Listed infrastructure investors can take advantage of the attractive characteristics of the infrastructure asset class, such as lower volatility, inflation protection and diversification benefits, while enjoying the benefits of the listed markets such as liquidity and lower fees. Importantly, investing in the listed markets provides the flexibility for active managers to take advantage of market movements and to invest where they see value.
By our definition, the universe of listed infrastructure is over three times the size of unlisted infrastructure in general. This applies to all infrastructure asset types with the exception of renewable energy (which is around the same size as the unlisted universe) and non-core assets such as waste management and social infrastructure (neither of which are included in ClearBridge’s definition of infrastructure). There is a large pool of favorably regulated, well-managed utilities with high service and efficiency metrics in listed markets. (We consider regulation where returns are attractive, recovery of costs and capex is timely, and regulators work in partnership with asset owners to further develop their asset bases to be favorable.) These include NextEra Energy (U.S.), Severn Trent (U.K. Water) and Terna (Italy). Also, access to certain assets, for example U.S. freight rail companies such as CSX and Union Pacific, is difficult in unlisted markets. Listed vehicles have often been the consolidator and operate these assets to generate higher returns than unlisted counterparts due to economies of scale.
Listed infrastructure also offers greater liquidity, which enables managers to take advantage of volatility in the public markets to capture value. For example, the ability to tilt to more defensive regulated utilities in a stagflationary environment — where global growth slows but inflation remains high — would be just as important as the ability to pivot to GDP-sensitive areas as growth resumes.
While infrastructure assets, regardless of whether they are listed or unlisted, exhibit the same characteristics and operating cash flows, listed markets misprice infrastructure assets in the short term, creating valuation discrepancies at the security level. Listed infrastructure offers the possibility to take advantage of market mispricings, or situations where we identify conditions that might lead to company margin expansion or compression. This might also play out at the regional level, given changing political and regulatory regimes. The U.S. currently has $300 billion of unlisted “dry powder,” or private capital seeking infrastructure investment opportunities. This capital is at present paying a premium for listed assets, showing the attractiveness of listed infrastructure (Exhibit 1).

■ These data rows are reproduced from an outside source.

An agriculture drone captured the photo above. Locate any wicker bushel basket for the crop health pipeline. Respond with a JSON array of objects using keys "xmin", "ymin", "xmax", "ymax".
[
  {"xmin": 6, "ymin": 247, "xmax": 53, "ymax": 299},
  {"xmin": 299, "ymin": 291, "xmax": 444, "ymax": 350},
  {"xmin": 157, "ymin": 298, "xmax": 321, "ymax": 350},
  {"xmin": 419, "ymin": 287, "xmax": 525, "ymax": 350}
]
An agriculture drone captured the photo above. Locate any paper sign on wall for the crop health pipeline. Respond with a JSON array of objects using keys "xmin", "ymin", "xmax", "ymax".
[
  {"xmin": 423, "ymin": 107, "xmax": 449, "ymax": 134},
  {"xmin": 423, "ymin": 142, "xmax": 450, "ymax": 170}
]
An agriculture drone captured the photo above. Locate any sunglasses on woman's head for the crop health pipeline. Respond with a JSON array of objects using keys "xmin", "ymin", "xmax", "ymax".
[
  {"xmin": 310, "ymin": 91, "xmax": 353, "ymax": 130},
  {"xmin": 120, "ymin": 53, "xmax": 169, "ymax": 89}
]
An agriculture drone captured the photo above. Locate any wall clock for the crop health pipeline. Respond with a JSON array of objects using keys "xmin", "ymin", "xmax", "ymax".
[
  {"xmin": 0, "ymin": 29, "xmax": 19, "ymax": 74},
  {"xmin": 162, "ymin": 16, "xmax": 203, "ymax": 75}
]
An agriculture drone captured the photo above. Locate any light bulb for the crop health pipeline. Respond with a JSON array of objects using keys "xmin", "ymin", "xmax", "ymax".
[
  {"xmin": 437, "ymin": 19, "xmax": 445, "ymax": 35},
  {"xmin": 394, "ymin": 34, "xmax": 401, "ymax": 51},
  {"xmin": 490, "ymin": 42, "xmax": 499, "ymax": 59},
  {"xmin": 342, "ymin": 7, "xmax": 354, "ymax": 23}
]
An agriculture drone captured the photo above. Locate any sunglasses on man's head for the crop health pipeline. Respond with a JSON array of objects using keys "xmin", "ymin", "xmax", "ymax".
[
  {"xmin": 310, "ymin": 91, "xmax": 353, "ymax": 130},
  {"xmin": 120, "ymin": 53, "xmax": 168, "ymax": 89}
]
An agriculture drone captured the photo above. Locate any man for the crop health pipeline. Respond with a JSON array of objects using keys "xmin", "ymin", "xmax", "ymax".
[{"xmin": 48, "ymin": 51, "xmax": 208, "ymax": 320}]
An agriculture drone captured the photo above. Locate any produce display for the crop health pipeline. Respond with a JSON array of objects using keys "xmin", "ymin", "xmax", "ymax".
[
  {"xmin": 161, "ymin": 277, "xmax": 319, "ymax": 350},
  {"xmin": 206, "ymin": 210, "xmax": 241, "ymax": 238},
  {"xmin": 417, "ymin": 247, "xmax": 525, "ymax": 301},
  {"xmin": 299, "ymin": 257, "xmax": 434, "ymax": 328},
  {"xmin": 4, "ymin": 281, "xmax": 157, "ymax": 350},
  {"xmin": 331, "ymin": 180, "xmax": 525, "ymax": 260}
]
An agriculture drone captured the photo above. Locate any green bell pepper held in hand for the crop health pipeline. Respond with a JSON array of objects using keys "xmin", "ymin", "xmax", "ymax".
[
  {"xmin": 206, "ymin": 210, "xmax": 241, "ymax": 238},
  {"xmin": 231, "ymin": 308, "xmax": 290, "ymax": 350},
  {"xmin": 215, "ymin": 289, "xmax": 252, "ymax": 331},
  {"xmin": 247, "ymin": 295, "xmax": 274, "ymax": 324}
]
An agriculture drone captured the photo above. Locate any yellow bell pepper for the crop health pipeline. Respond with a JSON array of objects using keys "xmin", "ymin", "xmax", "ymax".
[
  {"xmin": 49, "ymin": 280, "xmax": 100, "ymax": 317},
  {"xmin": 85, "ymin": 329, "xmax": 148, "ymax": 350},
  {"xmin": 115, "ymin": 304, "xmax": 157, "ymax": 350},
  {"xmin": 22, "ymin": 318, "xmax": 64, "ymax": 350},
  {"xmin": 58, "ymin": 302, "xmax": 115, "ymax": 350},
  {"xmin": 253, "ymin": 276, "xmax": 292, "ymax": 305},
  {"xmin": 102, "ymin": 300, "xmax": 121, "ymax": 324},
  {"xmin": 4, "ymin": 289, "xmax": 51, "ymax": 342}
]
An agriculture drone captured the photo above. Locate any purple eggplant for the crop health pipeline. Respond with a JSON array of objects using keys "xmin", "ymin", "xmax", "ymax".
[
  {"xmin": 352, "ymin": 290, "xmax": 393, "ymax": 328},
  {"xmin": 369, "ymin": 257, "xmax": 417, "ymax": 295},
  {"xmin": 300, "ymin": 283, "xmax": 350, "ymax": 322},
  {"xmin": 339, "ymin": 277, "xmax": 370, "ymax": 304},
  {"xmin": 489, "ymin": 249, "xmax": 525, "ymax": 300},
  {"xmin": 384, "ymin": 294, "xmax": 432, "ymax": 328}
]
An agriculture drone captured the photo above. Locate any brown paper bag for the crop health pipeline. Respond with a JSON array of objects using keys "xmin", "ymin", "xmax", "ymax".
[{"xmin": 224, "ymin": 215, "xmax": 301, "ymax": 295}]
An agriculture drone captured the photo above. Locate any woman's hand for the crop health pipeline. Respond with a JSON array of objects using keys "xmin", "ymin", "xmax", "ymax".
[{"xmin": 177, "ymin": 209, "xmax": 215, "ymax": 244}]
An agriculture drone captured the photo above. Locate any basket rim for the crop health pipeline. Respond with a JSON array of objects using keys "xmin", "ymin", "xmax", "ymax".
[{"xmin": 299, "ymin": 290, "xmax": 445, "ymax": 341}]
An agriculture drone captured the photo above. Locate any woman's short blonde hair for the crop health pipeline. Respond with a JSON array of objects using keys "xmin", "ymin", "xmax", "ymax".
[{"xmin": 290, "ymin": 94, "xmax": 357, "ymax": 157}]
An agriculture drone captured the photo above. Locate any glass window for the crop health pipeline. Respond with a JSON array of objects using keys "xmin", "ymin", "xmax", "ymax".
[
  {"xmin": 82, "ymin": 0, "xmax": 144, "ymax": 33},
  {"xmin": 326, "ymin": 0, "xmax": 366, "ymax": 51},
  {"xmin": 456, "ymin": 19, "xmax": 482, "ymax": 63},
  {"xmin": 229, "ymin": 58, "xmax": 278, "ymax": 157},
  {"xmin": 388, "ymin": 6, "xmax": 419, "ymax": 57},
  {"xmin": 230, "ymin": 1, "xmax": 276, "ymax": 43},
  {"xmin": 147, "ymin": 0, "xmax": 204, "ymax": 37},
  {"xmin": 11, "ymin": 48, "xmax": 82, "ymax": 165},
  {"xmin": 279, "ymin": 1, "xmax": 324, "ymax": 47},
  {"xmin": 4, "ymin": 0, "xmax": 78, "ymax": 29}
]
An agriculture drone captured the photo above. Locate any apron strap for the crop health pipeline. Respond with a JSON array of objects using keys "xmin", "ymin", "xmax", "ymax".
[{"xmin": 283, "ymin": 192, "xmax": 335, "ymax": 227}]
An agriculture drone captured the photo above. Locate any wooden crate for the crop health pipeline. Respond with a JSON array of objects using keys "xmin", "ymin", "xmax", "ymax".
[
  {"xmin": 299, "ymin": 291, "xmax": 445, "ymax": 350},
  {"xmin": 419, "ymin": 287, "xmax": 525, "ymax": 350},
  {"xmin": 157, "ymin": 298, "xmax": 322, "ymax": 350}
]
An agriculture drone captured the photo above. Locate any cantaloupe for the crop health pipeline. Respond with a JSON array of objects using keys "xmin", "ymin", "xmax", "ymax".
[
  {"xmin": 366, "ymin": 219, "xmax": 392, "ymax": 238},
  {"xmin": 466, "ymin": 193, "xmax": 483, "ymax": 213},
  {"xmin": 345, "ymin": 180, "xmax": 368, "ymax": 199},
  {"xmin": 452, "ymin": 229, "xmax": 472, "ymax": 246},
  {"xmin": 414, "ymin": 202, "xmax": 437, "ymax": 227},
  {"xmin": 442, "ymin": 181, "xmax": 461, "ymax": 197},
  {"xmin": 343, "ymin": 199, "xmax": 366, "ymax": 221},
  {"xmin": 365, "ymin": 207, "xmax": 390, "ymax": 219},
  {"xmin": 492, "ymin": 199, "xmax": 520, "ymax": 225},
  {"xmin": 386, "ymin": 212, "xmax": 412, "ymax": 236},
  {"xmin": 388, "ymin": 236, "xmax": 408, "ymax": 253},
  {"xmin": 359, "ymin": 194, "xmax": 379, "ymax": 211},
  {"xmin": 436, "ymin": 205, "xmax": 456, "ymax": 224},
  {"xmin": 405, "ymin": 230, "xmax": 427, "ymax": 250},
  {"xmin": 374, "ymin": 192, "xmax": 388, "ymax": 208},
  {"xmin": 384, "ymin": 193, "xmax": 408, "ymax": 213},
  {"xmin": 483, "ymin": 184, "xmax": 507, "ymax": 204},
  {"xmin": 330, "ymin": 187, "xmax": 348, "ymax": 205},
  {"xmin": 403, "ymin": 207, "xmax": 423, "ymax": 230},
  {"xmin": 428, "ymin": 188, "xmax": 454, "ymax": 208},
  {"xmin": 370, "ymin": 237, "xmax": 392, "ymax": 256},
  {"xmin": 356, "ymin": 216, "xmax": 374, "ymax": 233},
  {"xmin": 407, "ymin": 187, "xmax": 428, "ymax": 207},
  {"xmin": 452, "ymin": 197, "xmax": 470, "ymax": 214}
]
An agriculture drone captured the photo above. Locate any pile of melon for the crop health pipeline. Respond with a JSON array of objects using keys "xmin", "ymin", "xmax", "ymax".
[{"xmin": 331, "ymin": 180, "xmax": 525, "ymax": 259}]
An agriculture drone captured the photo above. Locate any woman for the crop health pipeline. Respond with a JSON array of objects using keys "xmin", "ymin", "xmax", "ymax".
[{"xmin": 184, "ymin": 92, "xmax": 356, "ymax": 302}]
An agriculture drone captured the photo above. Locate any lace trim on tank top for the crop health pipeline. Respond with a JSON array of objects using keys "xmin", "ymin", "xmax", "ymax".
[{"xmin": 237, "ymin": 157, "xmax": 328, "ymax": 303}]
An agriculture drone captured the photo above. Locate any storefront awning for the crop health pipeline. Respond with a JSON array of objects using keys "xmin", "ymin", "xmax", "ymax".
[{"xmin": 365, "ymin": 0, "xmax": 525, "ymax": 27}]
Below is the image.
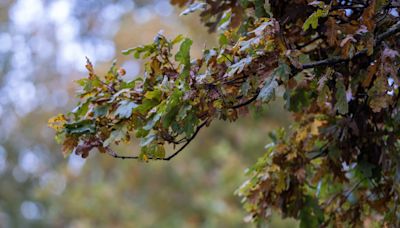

Exhibit 1: Listed Infrastructure Trading at Lower Multiples than Private

Listed infrastructure’s universe breadth and liquidity advantage also make it an effective complement to an unlisted infrastructure allocation, offering similar long-term returns but with more flexibility. Comparing the returns for the Preqin Infrastructure Index (a proxy for unlisted infrastructure funds) with returns for a broad global listed infrastructure index maintained by the Global Listed Infrastructure Organization (GLIO), we find long-term returns of listed and unlisted infrastructure to be similar (Exhibit 2).
Exhibit 2: Listed and Unlisted Infrastructure Returns Similar Over Long Term

Accordingly, our approach to company valuation mirrors that used by unlisted infrastructure investors and centers around the belief that, over time, the underlying value of assets is reflected in long-term cash flows. Many generalist investors take a shorter-term view, however, which can create market mispricings. These differences provide clear investment signals, allowing our specialist investment team to position portfolios that generate long-term infrastructure returns.